If one considers the USofA to be a single entity this looks like as mandate. But the interests of the urban and rural folks diverge almost absolutely.

Quote of note:

Although final judgment is still to come, yesterday's balloting did in several instances validate important elements of the Bush political model. This strategy has been based from the outset of Bush's term on carefully tending to the Republican Party's conservative base, and a governing strategy based more often on trying to vanquish political adversaries rather than split the difference with them.

The politics of personal destruction is still the Republicans' most potent political weapon.

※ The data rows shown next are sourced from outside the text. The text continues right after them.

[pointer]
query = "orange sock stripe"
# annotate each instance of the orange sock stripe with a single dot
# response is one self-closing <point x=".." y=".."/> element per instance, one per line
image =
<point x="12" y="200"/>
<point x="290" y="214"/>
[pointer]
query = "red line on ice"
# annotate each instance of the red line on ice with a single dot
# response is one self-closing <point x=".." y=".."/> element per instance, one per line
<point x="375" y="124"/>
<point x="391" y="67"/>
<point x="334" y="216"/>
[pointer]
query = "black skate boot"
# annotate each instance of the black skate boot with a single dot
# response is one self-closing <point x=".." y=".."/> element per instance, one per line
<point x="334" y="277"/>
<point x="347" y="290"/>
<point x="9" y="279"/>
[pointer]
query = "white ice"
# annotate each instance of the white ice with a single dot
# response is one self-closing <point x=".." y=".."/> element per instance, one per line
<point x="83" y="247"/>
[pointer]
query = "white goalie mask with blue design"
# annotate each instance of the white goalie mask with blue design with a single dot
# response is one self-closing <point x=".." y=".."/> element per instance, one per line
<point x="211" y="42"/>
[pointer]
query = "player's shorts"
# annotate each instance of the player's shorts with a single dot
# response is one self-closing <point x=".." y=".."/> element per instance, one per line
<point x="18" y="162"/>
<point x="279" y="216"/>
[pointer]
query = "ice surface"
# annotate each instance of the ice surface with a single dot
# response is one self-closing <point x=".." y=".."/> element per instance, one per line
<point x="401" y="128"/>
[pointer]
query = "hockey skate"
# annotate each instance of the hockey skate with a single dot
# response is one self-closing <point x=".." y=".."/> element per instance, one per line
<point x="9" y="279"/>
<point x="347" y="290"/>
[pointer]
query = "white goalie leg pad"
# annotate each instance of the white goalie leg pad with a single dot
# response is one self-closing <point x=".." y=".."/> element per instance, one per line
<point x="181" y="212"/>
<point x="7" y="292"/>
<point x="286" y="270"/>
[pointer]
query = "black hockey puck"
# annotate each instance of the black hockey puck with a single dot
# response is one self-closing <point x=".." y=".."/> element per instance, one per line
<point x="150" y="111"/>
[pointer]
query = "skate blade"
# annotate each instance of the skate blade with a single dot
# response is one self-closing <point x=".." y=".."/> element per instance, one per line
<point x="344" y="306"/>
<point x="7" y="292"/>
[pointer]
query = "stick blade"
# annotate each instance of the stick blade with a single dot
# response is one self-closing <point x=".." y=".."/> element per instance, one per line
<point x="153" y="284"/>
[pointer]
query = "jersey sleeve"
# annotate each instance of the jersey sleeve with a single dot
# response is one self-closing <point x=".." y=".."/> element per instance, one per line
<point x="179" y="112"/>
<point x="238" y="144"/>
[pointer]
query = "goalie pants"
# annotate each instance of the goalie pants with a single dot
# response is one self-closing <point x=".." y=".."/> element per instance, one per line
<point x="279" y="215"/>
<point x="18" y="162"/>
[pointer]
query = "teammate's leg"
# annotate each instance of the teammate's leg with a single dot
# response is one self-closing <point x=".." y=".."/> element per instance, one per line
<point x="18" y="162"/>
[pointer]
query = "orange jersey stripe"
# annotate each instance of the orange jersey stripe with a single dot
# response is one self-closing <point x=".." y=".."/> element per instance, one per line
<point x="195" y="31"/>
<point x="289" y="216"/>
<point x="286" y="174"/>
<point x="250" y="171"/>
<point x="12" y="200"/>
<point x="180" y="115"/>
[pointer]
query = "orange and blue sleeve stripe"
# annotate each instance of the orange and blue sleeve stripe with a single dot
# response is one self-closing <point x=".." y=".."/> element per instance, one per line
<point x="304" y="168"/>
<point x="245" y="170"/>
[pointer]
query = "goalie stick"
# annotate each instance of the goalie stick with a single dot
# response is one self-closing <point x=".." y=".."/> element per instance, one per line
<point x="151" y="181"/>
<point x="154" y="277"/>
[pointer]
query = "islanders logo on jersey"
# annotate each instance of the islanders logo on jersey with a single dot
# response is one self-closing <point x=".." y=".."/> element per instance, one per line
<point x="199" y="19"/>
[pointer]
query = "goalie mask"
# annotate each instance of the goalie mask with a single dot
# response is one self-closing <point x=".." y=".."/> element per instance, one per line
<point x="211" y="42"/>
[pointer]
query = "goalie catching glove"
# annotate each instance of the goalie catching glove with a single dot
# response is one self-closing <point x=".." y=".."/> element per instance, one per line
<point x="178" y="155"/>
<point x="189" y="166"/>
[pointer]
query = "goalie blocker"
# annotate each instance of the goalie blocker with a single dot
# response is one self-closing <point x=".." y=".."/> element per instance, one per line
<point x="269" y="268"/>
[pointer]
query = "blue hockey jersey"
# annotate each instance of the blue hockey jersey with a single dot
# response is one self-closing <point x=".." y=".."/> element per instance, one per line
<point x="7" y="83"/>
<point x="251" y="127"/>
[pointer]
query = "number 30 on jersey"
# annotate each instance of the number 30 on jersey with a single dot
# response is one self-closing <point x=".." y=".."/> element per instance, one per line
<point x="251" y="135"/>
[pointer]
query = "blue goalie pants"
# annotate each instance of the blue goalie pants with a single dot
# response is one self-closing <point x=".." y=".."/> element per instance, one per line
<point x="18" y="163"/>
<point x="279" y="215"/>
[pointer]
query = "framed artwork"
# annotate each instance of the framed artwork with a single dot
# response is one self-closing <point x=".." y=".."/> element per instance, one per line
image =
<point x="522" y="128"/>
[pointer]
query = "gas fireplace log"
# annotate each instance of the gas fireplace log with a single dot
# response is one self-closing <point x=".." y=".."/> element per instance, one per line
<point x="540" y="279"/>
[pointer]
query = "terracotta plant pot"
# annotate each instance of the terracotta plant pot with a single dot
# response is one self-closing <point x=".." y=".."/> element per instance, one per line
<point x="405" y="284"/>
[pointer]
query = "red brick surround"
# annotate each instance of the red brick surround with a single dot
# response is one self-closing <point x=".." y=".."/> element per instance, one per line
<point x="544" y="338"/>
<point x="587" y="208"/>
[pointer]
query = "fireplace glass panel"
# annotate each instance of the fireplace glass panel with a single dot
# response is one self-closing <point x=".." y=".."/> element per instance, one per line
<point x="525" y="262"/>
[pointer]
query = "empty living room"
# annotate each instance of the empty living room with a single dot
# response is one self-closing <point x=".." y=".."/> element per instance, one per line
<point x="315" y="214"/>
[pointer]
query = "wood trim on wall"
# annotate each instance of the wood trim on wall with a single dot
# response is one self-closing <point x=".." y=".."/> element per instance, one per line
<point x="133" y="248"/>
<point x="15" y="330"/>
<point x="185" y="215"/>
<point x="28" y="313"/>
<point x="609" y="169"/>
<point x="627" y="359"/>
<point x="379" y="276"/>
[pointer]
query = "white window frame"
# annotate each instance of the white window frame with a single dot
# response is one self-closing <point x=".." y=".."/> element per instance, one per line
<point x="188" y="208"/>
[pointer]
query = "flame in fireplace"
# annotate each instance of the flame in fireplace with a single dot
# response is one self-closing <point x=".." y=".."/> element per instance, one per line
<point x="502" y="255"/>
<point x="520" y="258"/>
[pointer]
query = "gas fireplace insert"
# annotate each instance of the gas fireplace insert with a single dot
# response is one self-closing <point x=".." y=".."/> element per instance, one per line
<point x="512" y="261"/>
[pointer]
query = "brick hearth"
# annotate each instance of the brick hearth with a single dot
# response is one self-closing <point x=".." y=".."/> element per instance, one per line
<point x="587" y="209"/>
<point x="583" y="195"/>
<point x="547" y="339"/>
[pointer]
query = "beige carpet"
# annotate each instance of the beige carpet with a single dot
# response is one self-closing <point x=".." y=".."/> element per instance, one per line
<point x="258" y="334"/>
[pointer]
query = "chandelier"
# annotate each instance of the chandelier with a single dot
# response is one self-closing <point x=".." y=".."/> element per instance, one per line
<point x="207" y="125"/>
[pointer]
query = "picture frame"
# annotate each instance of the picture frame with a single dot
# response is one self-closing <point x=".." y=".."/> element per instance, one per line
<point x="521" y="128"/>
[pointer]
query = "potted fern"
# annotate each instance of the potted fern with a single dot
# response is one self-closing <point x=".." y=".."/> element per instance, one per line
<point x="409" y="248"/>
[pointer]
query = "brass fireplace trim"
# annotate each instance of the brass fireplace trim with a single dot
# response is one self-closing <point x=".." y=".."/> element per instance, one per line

At this point, I think "blue state" folks should join the state's rights bandwagon to the degree that we insist we get returns from the Federal Government in proportion to the taxes we pay. Corporations may pay for the politicians but the citizens of the "blue states" pay for the government. I want the exact same logic used to justify one third of the money stolen from the future being given to one twentieth of the population applied to government spending: those that pay the most get back the most.

Anyway…

For Bush and GOP, a Validation
By John F. Harris
Washington Post Staff Writer
Wednesday, November 3, 2004; Page A01

Four years later, it is still a divided country -- perhaps more sullenly than ever -- but as a long election night bled into morning the evidence was clear that it is becoming a more Republican one.

President Bush, his fate for winning a second term still officially uncertain, commanded the popular-vote majority that eluded him in 2000. And in an impressive run of battleground states, he seemed to win validation for a campaign that unabashedly stressed conservative themes and reveled in partisan combat against Democratic nominee John F. Kerry.

On the same night, Republicans expanded their majority in the Senate and had the Democratic leader on the ropes. It seemed likely they would also make gains in the House, as voters in an age of terrorism seemed to let go of their 1990s preference for divided government and gave a narrow but unmistakable mandate for the GOP.